Enfin, outre les sociétés par actions cotées ou non sur le marché officiel et le marché libre de Paris, qui s’occupent de dépôts, de reports, d’opérations au comptant ou à terme, on doit mentionner les créations semblables récemment faites dans les plus grandes villes de province, dont les bourses locales cotent les cours. Que si l’on veut aller jusqu’aux extrémités du monde de la spéculation, il faut même ne pas oublier la corporation des changeurs, qui pullule partout, quelquefois même au grand préjudice de ses cliens.

Nous avons à diverses reprises exposé l’organisation de plusieurs des établissemens financiers grâce auxquels les moyens de crédit ont été de plus en plus mis à la disposition du public, par l’usage des chèques, des bons à vue ou à terme, des comptes-courans, etc. Au nombre de leurs opérations, ils comprennent tous l’achat et la vente des valeurs de Bourse : en comparant leurs comptes-rendus actuels avec ceux d’il y a quelques années, on verrait les progrès obtenus. Nous ne voulons désigner nominalement aucune de ces sociétés, mais, dans l’une des plus importantes, là où les opérations de Bourse au comptant se chiffraient par une somme de 9 millions chaque semaine, il faudrait aujourd’hui en inscrire plus de 25, soit près d’un milliard et demi de francs par année pour l’achat et la vente de titres. Sans pousser plus loin cette comparaison, il suffit de faire appel à l’expérience de chacun pour mettre hors de contestation le progrès incessant de la richesse mobilière en France, attesté par l’accroissement parallèle des titres qui la représentent.

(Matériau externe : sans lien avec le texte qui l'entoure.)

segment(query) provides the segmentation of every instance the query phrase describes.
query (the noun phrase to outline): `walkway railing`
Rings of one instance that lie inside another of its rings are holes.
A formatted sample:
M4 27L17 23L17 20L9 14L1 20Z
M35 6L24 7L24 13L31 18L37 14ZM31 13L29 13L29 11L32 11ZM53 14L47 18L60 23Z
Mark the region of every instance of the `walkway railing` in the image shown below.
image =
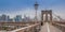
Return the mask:
M21 29L13 30L11 32L39 32L40 28L41 28L40 23L35 23L35 25L31 25L28 27L24 27Z
M57 29L62 30L62 32L65 32L65 25L57 23L57 22L52 22L52 25Z

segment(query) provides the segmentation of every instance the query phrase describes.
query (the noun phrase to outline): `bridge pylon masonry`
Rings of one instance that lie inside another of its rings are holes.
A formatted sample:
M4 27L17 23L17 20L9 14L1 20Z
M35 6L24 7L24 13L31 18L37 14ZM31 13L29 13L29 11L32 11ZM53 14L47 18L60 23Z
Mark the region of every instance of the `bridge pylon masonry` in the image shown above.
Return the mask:
M46 16L46 19L44 19ZM49 18L50 16L50 18ZM50 21L49 21L50 19ZM43 25L44 22L50 22L52 23L52 10L46 10L41 11L41 23Z

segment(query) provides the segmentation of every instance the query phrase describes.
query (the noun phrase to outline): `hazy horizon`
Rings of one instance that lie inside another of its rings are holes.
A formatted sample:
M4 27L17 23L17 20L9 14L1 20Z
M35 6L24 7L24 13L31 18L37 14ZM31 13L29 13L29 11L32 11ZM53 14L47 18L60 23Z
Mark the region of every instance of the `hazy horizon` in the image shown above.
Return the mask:
M65 19L65 0L37 0L39 4L38 16L41 10L52 10L54 14ZM35 0L0 0L0 15L5 14L35 16Z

Faut-il se féliciter sans réserve de ce changement de mœurs ? Une telle question soulèverait bien des controverses. La possession individuelle du sol entraîne avec elle de telles conséquences morales et politiques qu’on la regarde comme la base la plus solide des sociétés humaines, et il n’y aurait intérêt à en reprendre la défense que si, dans la situation actuelle, un péril sérieux semblait la menacer. Mais il n’en est pas ainsi, fort heureusement, et si les avantages de la propriété mobilière frappent davantage les yeux, c’est qu’ils sont plus nouveaux et qu’ils ouvrent de plus larges perspectives à l’amour assurément permis du bien-être.

La propriété mobilière, on ne saurait assez le redire, est née des. découvertes de la science moderne et d’un effort de l’industrie humaine comparable aux plus grands dont l’histoire fasse mention. Notre siècle, dont tous les travaux peuvent ne pas mériter la même louange, laissera, en ce qui touche les œuvres de la science proprement dite, un renom qu’aucun autre ne semble de voir surpasser. Certes, dans le domaine du beau, le XIXe siècle n’a pas été stérile, et notre patriotisme est intéressé à l’affirmer ; mais son caractère particulier, ses titres à une gloire incontestée, résident spécialement dans les découvertes scientifiques appliquées à la conquête du bien matériel et à la possession de ce monde fini où vit l’homme et sur lequel sa puissance s’exerce avec une supériorité de plus en plus assurée. Or ces feuilles volantes, ces carrés de papier qu’on nomme les titres de notre fortune mobilière demeurent le symbole des découvertes de la science qui a donné naissance à tant d’entreprises : on leur doit à cet égard considération et respect.

La richesse mobilière, en outre, fruit du progrès du travail matériel, constitue le plus actif instrument avec lequel ce travail doit se développer encore, puisque c’est à l’aide de la transmission dès valeurs mobilières que se constitue principalement le crédit par-dessus tout et plus que le capital même nécessaire à l’extension de l’industrie et du commerce.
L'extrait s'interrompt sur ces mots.